周献拿起一旁的茶壶为自己倒了一杯水,水入腹中的感觉,像酒一般苦涩,他皱着眉不言语,心事了然于面容上。
“兄长,皇城六部,哪一部没有油水?若是没有油水,那世家公子整日打马球取乐就是,为何还要整日辛苦读书,博取功名?无非就是为了银子。”
他刚说完,周献便立刻将馄饨推了过去,夹起一点菜便塞进了陈远的嘴里。
“贤弟,这话你怎么能乱说呢,你我考取功名是为了天下,旁人为了什么与我们有什么关系呢?你又不是台谏,何苦触霉头说这些话呢?”
瞧着周献一心为自己的模样,陈远点了点头没有反驳。
“兄长提点的是,过会儿我还要同公子去学堂请教夫子,你这些诗我等下拿回去看看,写下见解之后叫人给你送去。”
“好。”
二人分别之后,陈远一进门,便碰见了王夫人,他立刻低下头来行礼,试图降低存在感。
“你是下人,日后就不要走正门了,主次要分的清楚,别跟着公子两日就真拿自己当少爷了,回去抄录十遍家规,明日给我。”
闻言,陈远应了一声,等王夫人彻底走了之后,他无奈的翻了一个白眼。
真是风水轮流转,想当年他罚学生写作业时可没想到今日会被罚,更何况夫子写的东西尚且没写完,旧的没去,新的又来了!
他垂头丧气的回去,刚刚走到后花园,便听到了一阵不愉快的声音。
“陈世安这把老骨头,居然把他所以送过来同我儿子争,真是叫人厌烦,从前他们家中因为入仕之人太多了不去边疆参军我就心中有气,没想到他一个孙儿没了,另一个孙子却这么出彩,绝不能让他顺利的去童试,不然定然压过我儿的风头。”
正所谓,木秀于林风必摧之,陈远为了赶快将驴车的钱还上,不得已才出此下策,而王县令更是父母之爱子则为之计深远,从哪里来看都没错,只是自己不该成为受害者。
“大人也不必生气,他在诗会上大出风头,看不上他的人多了去了,您不动手自然也会有人替我们动手,何必脏了你的手呢?”

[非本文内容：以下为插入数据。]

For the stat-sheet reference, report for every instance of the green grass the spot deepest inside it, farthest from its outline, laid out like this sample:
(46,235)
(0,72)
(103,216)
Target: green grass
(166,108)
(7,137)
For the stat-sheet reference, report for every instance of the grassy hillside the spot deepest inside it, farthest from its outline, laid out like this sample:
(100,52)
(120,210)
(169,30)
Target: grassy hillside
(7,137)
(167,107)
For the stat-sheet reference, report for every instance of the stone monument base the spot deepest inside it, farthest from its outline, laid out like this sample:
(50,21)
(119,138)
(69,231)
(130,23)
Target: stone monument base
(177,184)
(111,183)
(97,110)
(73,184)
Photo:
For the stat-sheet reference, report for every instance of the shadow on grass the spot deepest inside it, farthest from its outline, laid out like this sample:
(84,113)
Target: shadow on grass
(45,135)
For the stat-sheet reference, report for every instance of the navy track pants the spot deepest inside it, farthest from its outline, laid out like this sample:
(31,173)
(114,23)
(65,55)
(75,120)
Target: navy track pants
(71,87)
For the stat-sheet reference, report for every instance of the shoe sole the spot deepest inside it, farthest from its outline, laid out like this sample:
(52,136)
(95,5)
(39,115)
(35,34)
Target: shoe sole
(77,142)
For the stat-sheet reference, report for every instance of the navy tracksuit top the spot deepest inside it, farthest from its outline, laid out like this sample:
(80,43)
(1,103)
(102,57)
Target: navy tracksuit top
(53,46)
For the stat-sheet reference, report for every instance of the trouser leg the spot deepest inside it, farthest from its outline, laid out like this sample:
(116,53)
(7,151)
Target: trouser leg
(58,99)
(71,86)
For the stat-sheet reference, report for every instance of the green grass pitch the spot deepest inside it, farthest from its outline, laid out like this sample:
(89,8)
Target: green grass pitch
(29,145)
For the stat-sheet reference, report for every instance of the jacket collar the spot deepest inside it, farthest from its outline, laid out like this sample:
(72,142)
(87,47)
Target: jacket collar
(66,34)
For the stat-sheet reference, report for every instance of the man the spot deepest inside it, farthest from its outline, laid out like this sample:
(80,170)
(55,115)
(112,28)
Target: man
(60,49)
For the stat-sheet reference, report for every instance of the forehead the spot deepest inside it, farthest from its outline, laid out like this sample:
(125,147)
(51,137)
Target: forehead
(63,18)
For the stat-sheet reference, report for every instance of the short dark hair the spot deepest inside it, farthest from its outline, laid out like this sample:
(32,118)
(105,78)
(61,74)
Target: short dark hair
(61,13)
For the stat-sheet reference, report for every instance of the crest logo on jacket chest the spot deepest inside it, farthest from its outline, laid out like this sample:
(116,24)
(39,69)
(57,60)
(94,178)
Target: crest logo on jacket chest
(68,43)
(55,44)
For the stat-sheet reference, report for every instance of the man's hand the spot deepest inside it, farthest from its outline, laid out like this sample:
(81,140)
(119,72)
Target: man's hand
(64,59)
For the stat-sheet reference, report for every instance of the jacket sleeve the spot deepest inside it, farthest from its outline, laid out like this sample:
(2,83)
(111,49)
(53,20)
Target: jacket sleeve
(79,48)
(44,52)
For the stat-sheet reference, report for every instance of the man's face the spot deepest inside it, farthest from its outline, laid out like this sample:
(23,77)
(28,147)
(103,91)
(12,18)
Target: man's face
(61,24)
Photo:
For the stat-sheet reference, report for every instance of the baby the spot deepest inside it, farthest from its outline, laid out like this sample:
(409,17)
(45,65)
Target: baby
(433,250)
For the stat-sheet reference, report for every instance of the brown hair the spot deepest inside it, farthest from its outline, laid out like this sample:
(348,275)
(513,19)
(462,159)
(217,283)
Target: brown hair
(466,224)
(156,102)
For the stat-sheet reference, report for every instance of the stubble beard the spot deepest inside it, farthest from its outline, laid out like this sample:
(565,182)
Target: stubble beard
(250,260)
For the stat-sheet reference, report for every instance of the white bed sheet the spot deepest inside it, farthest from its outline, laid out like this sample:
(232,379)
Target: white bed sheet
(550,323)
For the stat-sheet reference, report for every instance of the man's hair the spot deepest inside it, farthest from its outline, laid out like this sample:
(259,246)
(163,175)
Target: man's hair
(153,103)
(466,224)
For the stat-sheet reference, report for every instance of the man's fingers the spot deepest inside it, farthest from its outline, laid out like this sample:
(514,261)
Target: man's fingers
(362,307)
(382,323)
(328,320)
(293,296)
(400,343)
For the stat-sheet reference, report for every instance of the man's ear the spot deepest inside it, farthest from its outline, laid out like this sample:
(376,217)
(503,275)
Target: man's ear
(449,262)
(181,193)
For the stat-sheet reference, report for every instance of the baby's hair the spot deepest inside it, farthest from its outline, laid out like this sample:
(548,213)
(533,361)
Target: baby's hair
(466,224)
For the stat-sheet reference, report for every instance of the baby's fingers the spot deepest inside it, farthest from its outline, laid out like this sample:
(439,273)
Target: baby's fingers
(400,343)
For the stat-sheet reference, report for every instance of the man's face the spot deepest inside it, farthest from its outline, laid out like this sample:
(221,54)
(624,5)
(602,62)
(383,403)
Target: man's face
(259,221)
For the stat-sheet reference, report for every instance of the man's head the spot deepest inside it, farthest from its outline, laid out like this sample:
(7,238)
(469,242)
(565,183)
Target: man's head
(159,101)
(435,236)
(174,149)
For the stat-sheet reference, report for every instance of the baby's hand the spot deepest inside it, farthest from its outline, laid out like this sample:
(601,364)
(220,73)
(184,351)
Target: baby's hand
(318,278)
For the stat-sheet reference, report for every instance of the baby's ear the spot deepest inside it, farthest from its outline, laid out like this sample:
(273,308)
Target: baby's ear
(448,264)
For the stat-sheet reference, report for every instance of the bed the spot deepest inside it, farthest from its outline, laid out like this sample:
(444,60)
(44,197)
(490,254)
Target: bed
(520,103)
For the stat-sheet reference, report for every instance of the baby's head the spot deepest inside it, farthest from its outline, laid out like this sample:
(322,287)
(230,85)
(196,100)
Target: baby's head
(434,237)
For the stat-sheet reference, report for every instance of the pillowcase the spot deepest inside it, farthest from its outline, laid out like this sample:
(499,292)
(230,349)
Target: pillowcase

“你给我好好盯着他,若是他有什么异动,立刻告诉我。”
二人说完,便走进了房中,根本没注意到竹林后面的陈远。
陈远捏着手,捏的青筋暴起,胸中有团团的怒火,仿佛随时要燃烧起来,将整个王府吞噬。
回到房中,拿起周献的诗词简单的看了一下,实在是两眼一黑又一黑的程度。
“怎么可以写的这么差?昨日的诗不会是抄袭的吧!”
周献的诗词陈远实在是无法评价,看的人头痛欲裂,他将诗词放到一旁,刚想坐一会儿,便有些困,躺在床上没过多久就浅浅睡去。
再次醒来时,是一片漆黑,他以为是梦魇,挣扎了几下之后,却还是什么都没看见。
“你下的药量够吗?会不会突然爬起来吓我们一跳啊?”
“够啊,我下了两人份的呢,而且他瘦的像鸡仔一样,还能突然爬起来吗?坑挖好了吗?”
一个男人的声音传来,陈远吓的立刻屏住了呼吸,不再挣扎。
“一个穷书生罢了,至于大费周章的吗?实在是烦人!”
“拿人钱财给人消灾,一会儿把他扔坑里填些土,我们走就是了。”
陈远听着二人说的话,吓的心怦怦的跳着,他能感受到微微的摇晃,应该是在马车上。
他初到此处,能得罪谁呢?
得罪的人虽说不多,但是猜不出来是谁,想要自己命的人显而易见是王县令,可他真的如此急于下手吗?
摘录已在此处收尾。